Gianni Lee in his studio. Photo: Lauren McQuade
The next night, an hour into the opening party for Ivory Gold Slaves, it’s packed full with a crowd any PR rep would envy—a testament to Sisson’s likable personality and shrewd use of social currency. The crowd is not bad either for an ever-expanding Arts District-adjacent neighborhood still roaring with semi-trucks and their haul, the last semblance of industry near this side of the LA River bordering Boyle Heights.
Gianni Lee’s antennae-like hairstyle stands out among the crowd. We first spoke a few days before inside his shared live/work loft in Downtown’s Historic Core.
“I feel like if I’m not bringing any social change through my art, I’m not serving my community the right way.”
His living area is lined with finished and half-finished canvases layered two-three deep, filed between computer screens and samples from the clothing line Babylon Cartel, of which Lee is co-owner and creative director. Jack-of-all-trades seems a fitting title, but the working DJ, producer, and designer (now model) prefers simply “creator.”
“Don’t get thrown off if I record you,” said Lee, who got distracted when uploading part of our conversation to his Instagram story.
Lee first started painting graffiti at this year’s SXSW. He figured others would simply assume he was another pawn in the “creative” environment of the massive music festival.
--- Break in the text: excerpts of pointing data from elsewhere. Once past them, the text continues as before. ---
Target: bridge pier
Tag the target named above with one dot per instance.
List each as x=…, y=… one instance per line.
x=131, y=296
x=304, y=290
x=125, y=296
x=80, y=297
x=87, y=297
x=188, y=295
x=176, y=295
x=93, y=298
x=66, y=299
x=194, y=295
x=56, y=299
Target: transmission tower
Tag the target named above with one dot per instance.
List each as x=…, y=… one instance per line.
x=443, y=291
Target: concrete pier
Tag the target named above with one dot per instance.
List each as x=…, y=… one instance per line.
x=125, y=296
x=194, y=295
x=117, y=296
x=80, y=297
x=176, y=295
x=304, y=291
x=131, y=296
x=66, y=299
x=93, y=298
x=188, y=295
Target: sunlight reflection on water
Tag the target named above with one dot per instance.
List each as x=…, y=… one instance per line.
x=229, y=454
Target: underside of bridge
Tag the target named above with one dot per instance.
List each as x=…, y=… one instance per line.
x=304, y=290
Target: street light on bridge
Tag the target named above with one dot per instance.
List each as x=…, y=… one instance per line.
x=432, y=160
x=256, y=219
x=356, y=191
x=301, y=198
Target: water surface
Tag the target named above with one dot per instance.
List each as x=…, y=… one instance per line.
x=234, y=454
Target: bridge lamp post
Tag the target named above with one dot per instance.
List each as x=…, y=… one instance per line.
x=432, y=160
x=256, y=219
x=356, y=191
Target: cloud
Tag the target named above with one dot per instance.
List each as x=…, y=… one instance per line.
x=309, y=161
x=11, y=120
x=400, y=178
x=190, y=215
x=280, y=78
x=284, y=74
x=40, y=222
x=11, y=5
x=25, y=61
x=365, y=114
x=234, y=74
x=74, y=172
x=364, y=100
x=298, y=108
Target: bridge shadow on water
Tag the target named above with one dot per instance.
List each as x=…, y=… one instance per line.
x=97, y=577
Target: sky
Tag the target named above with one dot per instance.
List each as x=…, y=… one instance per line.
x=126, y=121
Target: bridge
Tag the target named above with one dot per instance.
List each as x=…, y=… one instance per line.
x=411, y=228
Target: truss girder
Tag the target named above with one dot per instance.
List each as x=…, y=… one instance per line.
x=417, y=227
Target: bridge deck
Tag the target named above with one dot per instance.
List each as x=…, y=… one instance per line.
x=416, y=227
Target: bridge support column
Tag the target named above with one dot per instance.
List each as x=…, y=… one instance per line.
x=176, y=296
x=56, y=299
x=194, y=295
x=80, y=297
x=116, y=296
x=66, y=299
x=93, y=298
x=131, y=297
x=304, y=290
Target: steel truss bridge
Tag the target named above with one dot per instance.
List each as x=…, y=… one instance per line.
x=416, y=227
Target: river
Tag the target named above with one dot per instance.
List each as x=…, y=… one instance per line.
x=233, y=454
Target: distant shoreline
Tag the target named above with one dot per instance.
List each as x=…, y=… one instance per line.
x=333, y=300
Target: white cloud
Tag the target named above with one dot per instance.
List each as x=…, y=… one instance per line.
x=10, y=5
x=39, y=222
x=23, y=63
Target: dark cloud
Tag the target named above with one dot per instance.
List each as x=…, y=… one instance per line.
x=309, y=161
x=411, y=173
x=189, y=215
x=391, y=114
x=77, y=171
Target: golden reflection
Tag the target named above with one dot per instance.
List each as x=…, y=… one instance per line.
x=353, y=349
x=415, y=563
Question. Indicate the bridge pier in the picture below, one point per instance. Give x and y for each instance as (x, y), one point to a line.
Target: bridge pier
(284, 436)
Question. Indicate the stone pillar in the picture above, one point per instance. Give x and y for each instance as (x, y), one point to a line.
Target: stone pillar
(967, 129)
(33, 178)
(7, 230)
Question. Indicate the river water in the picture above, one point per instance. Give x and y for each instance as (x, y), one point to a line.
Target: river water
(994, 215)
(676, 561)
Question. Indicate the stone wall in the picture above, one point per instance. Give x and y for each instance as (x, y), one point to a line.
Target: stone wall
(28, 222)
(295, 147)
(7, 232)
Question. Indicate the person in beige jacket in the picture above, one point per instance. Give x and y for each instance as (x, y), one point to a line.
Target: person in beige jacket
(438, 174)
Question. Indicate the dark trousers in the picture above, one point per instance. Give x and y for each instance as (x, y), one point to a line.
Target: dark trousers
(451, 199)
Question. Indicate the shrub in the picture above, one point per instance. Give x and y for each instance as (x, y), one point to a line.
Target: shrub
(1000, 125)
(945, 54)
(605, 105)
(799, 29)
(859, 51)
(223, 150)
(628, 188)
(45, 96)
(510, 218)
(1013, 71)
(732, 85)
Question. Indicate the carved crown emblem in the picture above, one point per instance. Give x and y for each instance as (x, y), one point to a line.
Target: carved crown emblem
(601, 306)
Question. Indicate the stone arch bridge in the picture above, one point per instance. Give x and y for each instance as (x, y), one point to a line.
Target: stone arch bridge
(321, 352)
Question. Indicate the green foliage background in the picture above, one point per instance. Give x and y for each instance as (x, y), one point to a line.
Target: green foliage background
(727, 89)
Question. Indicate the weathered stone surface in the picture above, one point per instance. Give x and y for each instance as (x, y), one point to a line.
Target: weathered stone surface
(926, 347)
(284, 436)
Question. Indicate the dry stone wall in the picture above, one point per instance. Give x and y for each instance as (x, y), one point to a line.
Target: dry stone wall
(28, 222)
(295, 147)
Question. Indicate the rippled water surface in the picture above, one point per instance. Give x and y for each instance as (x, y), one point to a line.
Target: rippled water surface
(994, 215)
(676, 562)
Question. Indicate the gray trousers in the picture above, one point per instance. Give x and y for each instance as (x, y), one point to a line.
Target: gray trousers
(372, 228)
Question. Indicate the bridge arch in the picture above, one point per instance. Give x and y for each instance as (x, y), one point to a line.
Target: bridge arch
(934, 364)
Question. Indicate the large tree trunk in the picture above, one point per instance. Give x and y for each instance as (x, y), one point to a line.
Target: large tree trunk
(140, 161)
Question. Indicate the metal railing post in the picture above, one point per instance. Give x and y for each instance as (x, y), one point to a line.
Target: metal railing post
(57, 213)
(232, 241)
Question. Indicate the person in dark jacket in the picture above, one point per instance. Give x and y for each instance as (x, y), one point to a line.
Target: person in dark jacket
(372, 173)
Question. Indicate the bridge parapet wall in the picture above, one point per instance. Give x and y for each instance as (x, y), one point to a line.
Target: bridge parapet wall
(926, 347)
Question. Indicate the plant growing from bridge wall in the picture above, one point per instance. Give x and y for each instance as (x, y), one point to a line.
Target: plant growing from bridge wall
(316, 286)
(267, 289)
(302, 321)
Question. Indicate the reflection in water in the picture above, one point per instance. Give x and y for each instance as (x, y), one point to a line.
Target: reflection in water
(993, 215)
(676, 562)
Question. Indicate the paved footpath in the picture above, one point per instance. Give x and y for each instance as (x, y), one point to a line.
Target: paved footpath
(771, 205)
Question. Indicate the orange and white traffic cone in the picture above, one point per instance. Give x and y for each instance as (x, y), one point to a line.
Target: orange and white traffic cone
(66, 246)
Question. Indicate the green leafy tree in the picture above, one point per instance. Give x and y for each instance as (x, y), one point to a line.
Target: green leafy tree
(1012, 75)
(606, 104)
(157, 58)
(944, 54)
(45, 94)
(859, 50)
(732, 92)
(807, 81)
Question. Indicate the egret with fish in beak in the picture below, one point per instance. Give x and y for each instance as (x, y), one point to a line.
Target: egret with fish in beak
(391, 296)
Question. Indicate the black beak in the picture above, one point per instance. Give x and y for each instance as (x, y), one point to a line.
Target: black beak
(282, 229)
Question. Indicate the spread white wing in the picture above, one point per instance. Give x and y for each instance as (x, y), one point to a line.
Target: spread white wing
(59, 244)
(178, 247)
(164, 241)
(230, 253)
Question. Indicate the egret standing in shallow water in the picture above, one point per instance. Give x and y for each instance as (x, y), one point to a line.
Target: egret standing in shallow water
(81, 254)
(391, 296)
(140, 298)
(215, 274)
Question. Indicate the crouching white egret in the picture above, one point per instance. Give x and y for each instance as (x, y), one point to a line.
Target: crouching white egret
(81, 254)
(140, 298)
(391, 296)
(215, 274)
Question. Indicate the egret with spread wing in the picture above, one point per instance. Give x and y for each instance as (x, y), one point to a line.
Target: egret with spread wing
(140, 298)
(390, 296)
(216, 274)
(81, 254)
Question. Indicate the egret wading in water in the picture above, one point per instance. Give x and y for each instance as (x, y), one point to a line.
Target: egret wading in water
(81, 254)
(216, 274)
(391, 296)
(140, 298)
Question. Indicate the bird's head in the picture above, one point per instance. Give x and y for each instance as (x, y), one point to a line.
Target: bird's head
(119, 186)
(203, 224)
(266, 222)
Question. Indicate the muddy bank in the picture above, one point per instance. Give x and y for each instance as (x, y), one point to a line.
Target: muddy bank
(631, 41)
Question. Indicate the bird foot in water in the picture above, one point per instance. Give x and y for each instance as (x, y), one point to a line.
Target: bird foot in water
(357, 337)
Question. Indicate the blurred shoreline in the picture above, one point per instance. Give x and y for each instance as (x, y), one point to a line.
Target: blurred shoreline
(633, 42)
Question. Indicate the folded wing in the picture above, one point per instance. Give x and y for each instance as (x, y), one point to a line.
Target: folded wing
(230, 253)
At the time, he made an announcement to his Twitter following, “A couple of my friends stopped by, saw me painting and just thought it was cool, and I guess that started the wave.”
Balancing between creative worlds, with industries like fashion and music, leaves room for expression to be carried outside of these systems: “I’m in the music industry, I see how the music industry works to a certain extent—certain things I like, certain things I don’t like. I can’t comment on everything about it, so why not put it in a painting?”
Gianni Lee in his studio. Photo: Lauren McQuade
The neon, humanoid figures present in Lee’s paintings seem to be trapped in the Matrix: pipes, or metal arms, fixed to their foreheads; wires stuck in their wrists like splinters.
“That’s what it’s all about for me,” Lee said, “What can I do to get my opinion across on how I view the world without just bitching and complaining on Twitter? … Art is the perfect way because if somebody really wants to know, I can be like: look at my paintings and let’s have a conversation.”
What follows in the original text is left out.